According to the South Korean legal industry on May 19, Jipyong said in a newsletter analyzing the summit that the meeting “made visible a fundamental shift in the US-China bargaining structure and created a new starting point that requires Korean companies to reset their global strategies.” The term G-2 has largely been avoided in US foreign-policy circles since the Obama administration because of concerns it sidelines allies while elevating China. It is also a core part of President Xi Jinping’s framework of a “new type of major-country relationship,” which he has pursued since 2013. Jipyong wrote that Trump’s voluntary use of the term had the effect of aligning the US president with Xi’s push for a framework of equal status. In the firm’s view, Xi achieved a substantial portion of what he sought at the summit.
Summit Ended Without Joint Statement
The summit ended without either a joint statement or a joint news conference. The US emphasized visible deal outcomes, including China’s pledge to buy about 200 Boeing aircraft and increase purchases of agricultural products and energy. China, by contrast, highlighted a vision for a “constructive strategic stability relationship” and put its warning on Taiwan at the forefront.

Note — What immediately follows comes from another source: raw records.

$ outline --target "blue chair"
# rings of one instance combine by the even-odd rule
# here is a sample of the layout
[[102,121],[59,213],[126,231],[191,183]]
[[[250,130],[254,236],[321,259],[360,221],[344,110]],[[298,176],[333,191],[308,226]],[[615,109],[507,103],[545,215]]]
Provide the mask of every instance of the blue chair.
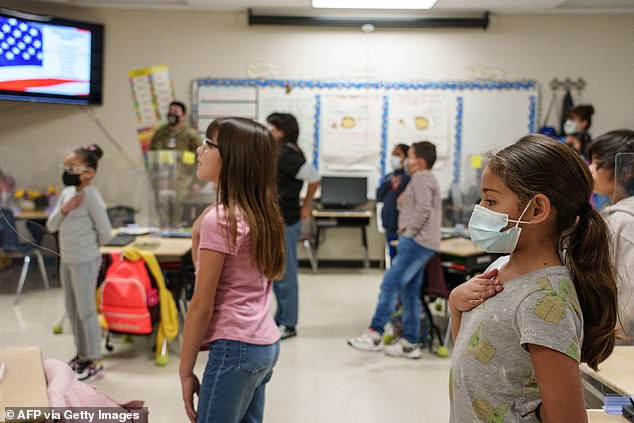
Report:
[[15,304],[18,303],[26,277],[29,273],[31,257],[37,259],[44,287],[49,289],[48,276],[44,265],[44,257],[40,250],[32,244],[20,242],[15,224],[15,216],[11,209],[0,209],[0,255],[10,258],[23,258],[22,271],[20,272],[20,280],[18,281],[18,289],[15,293]]

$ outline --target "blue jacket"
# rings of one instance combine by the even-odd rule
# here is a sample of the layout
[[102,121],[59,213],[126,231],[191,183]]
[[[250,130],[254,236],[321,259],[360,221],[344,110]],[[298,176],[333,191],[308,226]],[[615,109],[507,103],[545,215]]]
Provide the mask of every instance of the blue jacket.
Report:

Jipyong said that split suggests the two sides were pursuing different messaging goals for domestic audiences. Boeing shares fell about 4% after the 200-plane purchase announcement because the number was far short of the 500 aircraft discussed in negotiations. Semiconductor export controls were not even placed on the agenda.

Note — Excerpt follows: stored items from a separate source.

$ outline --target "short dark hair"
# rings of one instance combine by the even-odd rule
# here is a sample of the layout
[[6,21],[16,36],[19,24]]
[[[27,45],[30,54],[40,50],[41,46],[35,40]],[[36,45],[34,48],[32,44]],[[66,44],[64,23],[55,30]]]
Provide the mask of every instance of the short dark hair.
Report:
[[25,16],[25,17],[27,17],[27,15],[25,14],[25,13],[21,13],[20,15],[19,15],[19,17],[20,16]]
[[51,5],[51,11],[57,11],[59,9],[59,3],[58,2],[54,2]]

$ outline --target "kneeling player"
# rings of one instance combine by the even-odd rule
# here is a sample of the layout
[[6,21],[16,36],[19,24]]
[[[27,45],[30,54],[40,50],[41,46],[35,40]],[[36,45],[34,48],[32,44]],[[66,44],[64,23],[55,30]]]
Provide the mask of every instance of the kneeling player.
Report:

China Built Retaliation Tools Over Seven Years
If negotiations during Trump’s first term from 2017 to 2020 were defined by unilateral US pressure and China’s management of concessions, Beijing has spent the past seven years systematically building tools to change that structure. It gradually institutionalized export controls on critical minerals, including gallium and germanium in 2023, antimony and graphite in 2024, and a rare-earth licensing regime in 2025. It also completed a legal shield through the Anti-Foreign Sanctions Law in 2021, revisions to the Foreign Trade Law in March 2026, and State Council Decrees No. 834 and 835 in April 2026.

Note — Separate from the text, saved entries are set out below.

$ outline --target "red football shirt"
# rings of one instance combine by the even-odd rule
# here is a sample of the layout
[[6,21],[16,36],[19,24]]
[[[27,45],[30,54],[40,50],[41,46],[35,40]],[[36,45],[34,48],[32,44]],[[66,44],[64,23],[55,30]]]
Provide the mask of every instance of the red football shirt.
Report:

China is now confronting the US not through concessions but through retaliatory capacity and a broader set of response tools, the firm said. It described the summit as a moment that made a new balance of power visible to the world.
Trump invited Xi to the White House on Sept. 24. The timing coincides with the expiration of the one-year truce agreed at the APEC summit in Busan in October 2025. Another variable is whether the US proceeds with a $1.4 billion arms sale to Taiwan. Jipyong concluded that US-China tensions are more likely to harden into managed competition across sectors than to ease in the short term. The summit, it said, looked less like the end of a confrontation than a shift toward competition managed through continued friction.
Three Implications for Korean Companies
Jipyong said the biggest message for Korean companies after the summit is not easing tensions but the need for more complex compliance management and a strategic reset. It outlined three main tasks.
The most urgent is dual compliance risk. Measures taken to comply with US sanctions, including halting transactions, restricting supplies or suspending technical support, could be challenged under Chinese law as cooperation with foreign sanctions or enforcement of improper extraterritorial regulation. That creates a structural conflict in which complying with one legal regime can be judged a violation of the other. Jipyong said companies should design decision-making structures in advance on the assumption that compliance on one side could trigger a breach on the other, as these rules increasingly shape day-to-day transactions, investment and internal controls.
Restructuring supply chains and business models is another core task. Korean companies no longer face a simple binary choice of staying in China or leaving, Jipyong said. A new standard is emerging in which businesses are redesigned around multiple hubs: a China headquarters or production base, a Singapore or ASEAN relay base, and a US-facing entity, with each location handling compliance under different national regimes. The firm also said tighter Chinese controls on cross-border data transfers are leading to more cases in which South Korean headquarters cannot access data held by Chinese subsidiaries, leaving companies unable to submit materials in US regulatory investigations. That makes advance data-governance planning essential.
US-China tensions also present opportunity alongside risk. Jipyong said expanding global investment in artificial intelligence, growth in US-centered data centers, the reshaping of LNG and nuclear-power supply chains, and rising global defense demand are creating new markets and investment opportunities for Korean companies. It identified strategic areas that require early positioning, including cooperation with the US in ship maintenance, repair and overhaul, a replacement supply-chain role in bio contract development and manufacturing, and expanded battery production in North America.
US-China conflict is shifting beyond tariffs and trade into a structure in which technology, security, data, energy, finance and environmental regulations are increasingly interconnected, Jipyong said. The key, it added, is building an integrated response system that combines legal, trade, industrial, financial and policy analysis.